Abstract 170: Role of Patent Foramen Ovale in First and Recurrent Childhood Cryptogenic Arterial Ischemic Stroke

    loading  Checking for direct PDF access through Ovid

Abstract

Background: Numerous studies in adults have reported a robust association between patent foramen ovale (PFO) and cryptogenic arterial ischemic stroke (AIS), particularly in younger adults. The association between PFO and stroke in children has not been well characterized and the clinical significance of identifying a PFO in a child with first or recurrent cryptogenic stroke is currently unknown.

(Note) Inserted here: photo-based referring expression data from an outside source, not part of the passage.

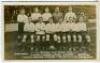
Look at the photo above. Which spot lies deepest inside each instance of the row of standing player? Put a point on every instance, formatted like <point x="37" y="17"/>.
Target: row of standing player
<point x="61" y="31"/>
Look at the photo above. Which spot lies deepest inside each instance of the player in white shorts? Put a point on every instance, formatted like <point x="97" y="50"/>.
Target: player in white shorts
<point x="71" y="36"/>
<point x="86" y="39"/>
<point x="46" y="15"/>
<point x="35" y="15"/>
<point x="22" y="19"/>
<point x="65" y="36"/>
<point x="69" y="14"/>
<point x="40" y="32"/>
<point x="50" y="30"/>
<point x="29" y="29"/>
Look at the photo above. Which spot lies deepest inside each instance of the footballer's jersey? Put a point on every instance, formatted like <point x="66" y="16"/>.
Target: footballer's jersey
<point x="57" y="16"/>
<point x="35" y="16"/>
<point x="82" y="26"/>
<point x="74" y="27"/>
<point x="57" y="27"/>
<point x="22" y="18"/>
<point x="40" y="28"/>
<point x="50" y="28"/>
<point x="46" y="16"/>
<point x="29" y="27"/>
<point x="65" y="27"/>
<point x="69" y="15"/>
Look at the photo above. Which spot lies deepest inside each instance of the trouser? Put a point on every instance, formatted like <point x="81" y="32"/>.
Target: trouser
<point x="20" y="28"/>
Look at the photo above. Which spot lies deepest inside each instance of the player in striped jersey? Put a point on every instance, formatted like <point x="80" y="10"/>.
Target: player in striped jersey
<point x="46" y="15"/>
<point x="40" y="33"/>
<point x="50" y="30"/>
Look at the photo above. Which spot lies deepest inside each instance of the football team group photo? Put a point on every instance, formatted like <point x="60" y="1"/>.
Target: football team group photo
<point x="50" y="31"/>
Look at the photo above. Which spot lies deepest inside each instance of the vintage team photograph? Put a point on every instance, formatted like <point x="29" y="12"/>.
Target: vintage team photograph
<point x="38" y="32"/>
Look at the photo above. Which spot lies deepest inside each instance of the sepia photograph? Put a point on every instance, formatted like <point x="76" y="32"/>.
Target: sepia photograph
<point x="43" y="32"/>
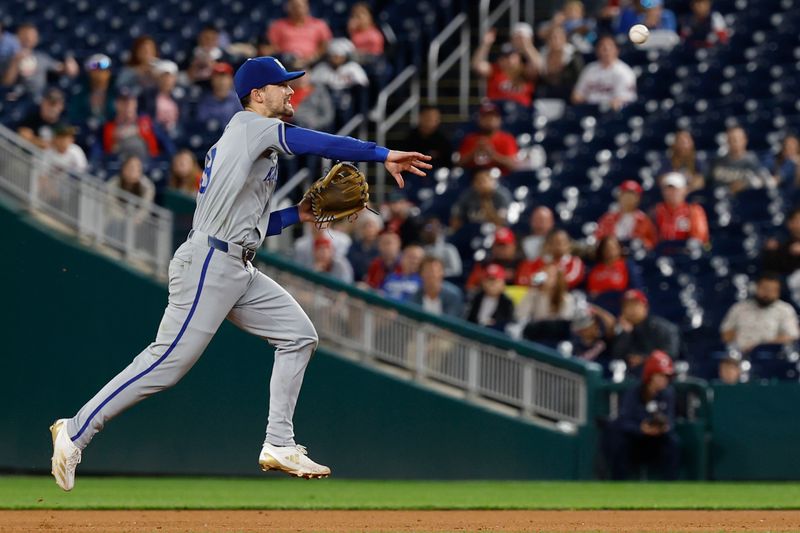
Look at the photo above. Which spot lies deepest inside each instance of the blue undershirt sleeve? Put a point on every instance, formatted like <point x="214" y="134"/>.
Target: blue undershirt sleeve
<point x="304" y="141"/>
<point x="282" y="219"/>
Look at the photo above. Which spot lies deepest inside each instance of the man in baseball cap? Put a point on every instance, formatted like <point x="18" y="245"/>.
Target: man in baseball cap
<point x="676" y="219"/>
<point x="639" y="332"/>
<point x="262" y="85"/>
<point x="257" y="72"/>
<point x="644" y="435"/>
<point x="628" y="223"/>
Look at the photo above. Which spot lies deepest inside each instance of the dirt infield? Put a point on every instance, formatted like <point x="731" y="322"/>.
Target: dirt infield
<point x="419" y="521"/>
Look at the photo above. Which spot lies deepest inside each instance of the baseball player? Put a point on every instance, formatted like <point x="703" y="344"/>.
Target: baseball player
<point x="211" y="277"/>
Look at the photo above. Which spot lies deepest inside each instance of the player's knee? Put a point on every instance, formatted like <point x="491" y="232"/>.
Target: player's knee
<point x="309" y="337"/>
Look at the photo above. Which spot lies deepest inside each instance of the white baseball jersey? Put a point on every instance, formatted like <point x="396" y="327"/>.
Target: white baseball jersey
<point x="240" y="174"/>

Methods: We performed a retrospective case control analysis of a 10-year prospectively enrolled cohort of children with acute AIS who underwent transthoracic echocardiogram (TTE) as part of their diagnostic evaluation. We compared PFO prevalence in children with cryptogenic stroke to those with known stroke etiologies and to non-stroke controls. We also assessed stroke recurrence risk in children with vs without PFO and assessed PFO features that may confer higher stroke risk.

Results: Of 119 children with first-ever AIS, 59 had TTE available for central review, of which 17 were cryptogenic and 42 had a known cause. PFO prevalence was higher in the cryptogenic stroke group (X, 24%) compared to both the known stroke etiology group (Y, 6%, p = 0.05) and non-stroke controls (Z, 8%, p = 0.05). However, 2 year recurrence free survival rates in stroke patients with PFO did not differ from those without PFO (HR 1.58, 95% CI 0.18-13.62, p = 0.68). PFOs in children with AIS vs controls had numerically more right-to-left shunt at rest (7 vs 0) and atrial septal aneurysm (4 vs 0) but the study was underpowered to look at these factors.

Conclusions: In our prospectively enrolled cohort of children with AIS, we found the prevalence of PFO to be higher in children with cryptogenic stroke compared to healthy controls and non-cryptogenic stroke patients. The implication of PFO for risk of recurrence and optimal secondary preventative treatment remains uncertain and require further study.